Driving up the Pacific Highway from Sydney to Byron Bay is like taking a snapshot of a country in transition. Back in the day, small towns and businesses were built to cater for the heavy traffic heading up and down the coast. Kilometre by kilometre these towns have dried up, now just little off-road ramps as the government has put in safer roads and built bypasses along he highway.

There are, however still some towns left standing along the highway that will give you a window into regional Australian life. In Frederickson, you'll pass single storey weatherboard homes with wrap around verandas that are raised off the ground to combat the flooding that creeps through the town every few years. Jacaranda trees will bloom in the front yard, carpeting the ground in purple flowers, and dairy fields will roll around the valley and hills, dotted with black and white coloured cattle. There's an old dairy next to the highway, an old cheese factory attached to the dairy.

Frederickson is six hours from wither Sydney or Brisbane, making it the perfect rest break if you’re driving up the highway. But the one thing that has cars pulling up on either side of the highway and people running across the road dodging traffic is a humble little pie shop called Fredo's.  There are some things that define Australia, and the humble meat pie is one of them. The meat pie has always been the classic working mans meal, the gourmet highlight of trips to the football and the ultimate on the go Australian snack. Traditionally the Australian meat pie has consisted of beef mince in thick tasty gravy encased in a thin golden pastry with a crunchy, flaked pastry top.

In the early 1990s, a small general store along the highway in Frederickson started selling a dozen or so homemade meat pies during the winter to travellers that were sick of the usual soulless hamburger and hot chips style fast food on offer at most petrol stations. Today, Fredo’s is a Pacific highway icon, offering over 50 different types of savoury pie per day from a rotating menu of 160 different pies. Walk into the tiny shopfront and you’ll glimpse beef & burgundy, steak &onion, apricot chicken, lamb & mint, curry, steak & kidney pies, as well as fresh sausage rolls pulled straight from the oven.

Some of the pies on offer are a little left of the centre.  Along with your usual suspects, there’s a kangaroo pie, one made of emu, and their most famous creation: the croc pie, made out of crocodile meat. While I’ve never been game enough to give these pies a go, it’s partly because my favourite pie- the steak & onion is simply so good, with it’s thick tender chunks of beef in a thick onion gravy. The hardest part once you’ve picked your pie is working your way through the three deep queue to the front counter to pay.

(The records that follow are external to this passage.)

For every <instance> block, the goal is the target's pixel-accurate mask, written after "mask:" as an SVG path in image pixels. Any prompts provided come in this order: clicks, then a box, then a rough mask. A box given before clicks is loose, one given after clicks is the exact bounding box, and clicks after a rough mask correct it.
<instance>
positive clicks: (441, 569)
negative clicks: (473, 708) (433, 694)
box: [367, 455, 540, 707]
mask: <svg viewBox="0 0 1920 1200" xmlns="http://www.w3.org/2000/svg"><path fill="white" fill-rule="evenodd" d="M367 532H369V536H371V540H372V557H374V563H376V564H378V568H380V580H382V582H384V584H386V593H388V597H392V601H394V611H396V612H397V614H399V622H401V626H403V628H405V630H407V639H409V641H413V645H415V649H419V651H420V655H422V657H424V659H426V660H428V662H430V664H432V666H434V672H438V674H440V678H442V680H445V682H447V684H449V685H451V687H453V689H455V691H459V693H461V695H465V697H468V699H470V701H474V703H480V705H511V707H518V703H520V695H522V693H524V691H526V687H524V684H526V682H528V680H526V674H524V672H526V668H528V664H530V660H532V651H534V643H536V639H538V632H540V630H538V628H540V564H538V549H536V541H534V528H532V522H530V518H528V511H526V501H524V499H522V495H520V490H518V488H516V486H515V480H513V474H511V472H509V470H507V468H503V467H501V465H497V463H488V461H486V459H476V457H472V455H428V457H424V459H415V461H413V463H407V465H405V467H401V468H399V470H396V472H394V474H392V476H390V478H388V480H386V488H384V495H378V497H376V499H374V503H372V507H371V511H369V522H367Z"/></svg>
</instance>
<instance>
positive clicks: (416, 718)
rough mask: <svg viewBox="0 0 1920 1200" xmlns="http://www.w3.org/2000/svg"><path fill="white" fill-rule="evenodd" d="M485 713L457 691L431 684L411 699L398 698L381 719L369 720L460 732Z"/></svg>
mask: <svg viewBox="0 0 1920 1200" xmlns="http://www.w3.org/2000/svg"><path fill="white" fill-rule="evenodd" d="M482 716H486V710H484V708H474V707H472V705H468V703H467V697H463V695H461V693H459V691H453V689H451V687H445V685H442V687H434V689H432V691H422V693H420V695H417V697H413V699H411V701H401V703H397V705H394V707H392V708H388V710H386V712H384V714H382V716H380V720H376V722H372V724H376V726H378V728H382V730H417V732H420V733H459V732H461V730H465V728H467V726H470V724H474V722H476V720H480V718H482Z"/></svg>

The pies have been named some of the best in Australia and while it’s a fairly contentious title, Fredo’s has to over 70 regional and national awards to back up its claim to the throne. The pies are a local operation, and where possible, ingredients are sourced from the local area, generating income for what is a tiny community. Even the beef in the pies comes from cattle grazed on the fields around Frederickson.

Most people eat their pie standing up outside, and there’s always a bit of traffic chaos around Frederickson for your dining entertainment as the truckies pull up and run in to stock up on pies for their long haul run. But the best entertainment is the pie shop’s next door neighbour. Living next door to the pie shop is a giant overweight Rottweiler. The dog is a real ham, using his powerful puppy dog eyes to beg for a bit of your pie just as you’re down to the last, satisfying bite.

Judging by the size of his belly, a sucker is born every day. In my experience though, he’s had to suffer through with just a pat. These pies are just too good to share.